AssemLM contrasts with graph-based LLMs such as AssemMate (Zheng et al., 15 Sep 2025), which utilize structured knowledge graphs—rather than raw 3D perception—as the grounding mechanism for spatial and procedural reasoning. AssemMate leverages self-supervised Graph Convolutional Networks (CompGCN) for entity-relation encoding, supporting knowledge graph question answering (KGQA) and grasp planning. However, this approach is dependent on the completeness and accuracy of symbolic assembly descriptions, and primarily operates in the discrete, graph-structured semantic space.

AssemLM, in contrast, enables direct geometric reasoning—mapping observed 3D structure and spatial cues into pose actions, with integrated vision and instruction signals. The ablation data show that point cloud and vision are both essential modalities for AssemLM’s high precision in pose prediction.

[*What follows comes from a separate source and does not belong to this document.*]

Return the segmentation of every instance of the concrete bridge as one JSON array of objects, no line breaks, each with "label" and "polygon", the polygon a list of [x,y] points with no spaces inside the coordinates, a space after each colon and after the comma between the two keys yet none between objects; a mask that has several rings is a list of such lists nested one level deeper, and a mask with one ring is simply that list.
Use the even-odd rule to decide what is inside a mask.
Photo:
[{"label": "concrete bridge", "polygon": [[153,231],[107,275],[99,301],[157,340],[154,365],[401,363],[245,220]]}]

7. Limitations and Implications

AssemLM's spatial multimodal reasoning architecture confirms the necessity of incorporating both explicit geometric encodings and perceptual multimodality for fine-grained manipulation. The most substantial limitations reported include:

  • Performance depends on the availability of precise 3D point clouds and high-fidelity vision streams.
  • Assembly instructions and manuals must be rendered in a compatible format, with canonical coordinate normalization.
  • The architecture is validated primarily in bench-scale and furniture-scale tasks; scalability to highly complex or real-time multi-agent environments remains to be demonstrated.

A plausible implication is that further advances will require: (1) continuous online learning from unstructured multimodal streams; (2) more generalizable geometric encoders; and (3) tighter integration with dynamic scene understanding and task-level planning (Jing et al., 10 Apr 2026).